Майя, ошарашенная этой находкой, всё ещё светила фонариком.
— Ой, а у тебя руки в крови. А может, грязь? Нет, кровь.
— Я ещё что-то нашёл. Совсем забыл, а оно шевелится…
Майя отодвинулась.
Фридька полез за пазуху, вытащил странный топорщившийся комок, сунул Майе в лицо.
Она попятилась.
— Ой, ты что, дурак, это крысёнок! — с ужасом зашептала она. — Брось его. Какая гадость!

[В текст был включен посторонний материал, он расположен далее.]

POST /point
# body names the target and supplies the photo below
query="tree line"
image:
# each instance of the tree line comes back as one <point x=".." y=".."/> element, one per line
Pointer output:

— Ха, стал бы я брать крысёнка! Оно мяукает, слышишь. Правда, еле-еле… Крысы, по-твоему, мяукают?
— Котёнок?
Теперь Майя сопела от зависти.
— Дай потрогать…
— Кошка в кирпичах, оказывается, гнездо устроила. С трёх сторон кирпичи, а с четвёртой — она. Зубы и когти наружу выставила. Вход загораживала.
— Откуда ты знаешь? — не поверила Майя.
— Что я, не понимаю? Я так думаю. Я шарил везде руками. Кошка мёртвая, ей крысы почти отгрызли голову… Вот этого одного нашёл за ней…
Майя еле слышно проговорила:
— Она была с котятами. Что она ела?
— Откуда я знаю? Крысы её штурмовали, понимаешь, а она своё гнездо защищала. Они как фашисты, наступали со всех сторон. Бр-р-р!
— Как же в темноте?
— Кошки видят в темноте.
— А крысы?
— Не знаю.
Майя протянула руку, взяла крохотный комок. Котёнок щурился на свет одним еле прорезавшимся глазом. Открывал смешной маленький рот. И молчал.
— Он без голоса?
— Откуда я знаю? Может, при опасности кошка запретила ему мяукать.
— Мы же не крысы. Они же их по запаху чуют.
— И мы крысами пахнем. Ты же валялась в подвале.
— Я не валялась. Я свалилась.
— Кошка в кирпичной крепости сама их поджидала. Война у них шла. Как у нас.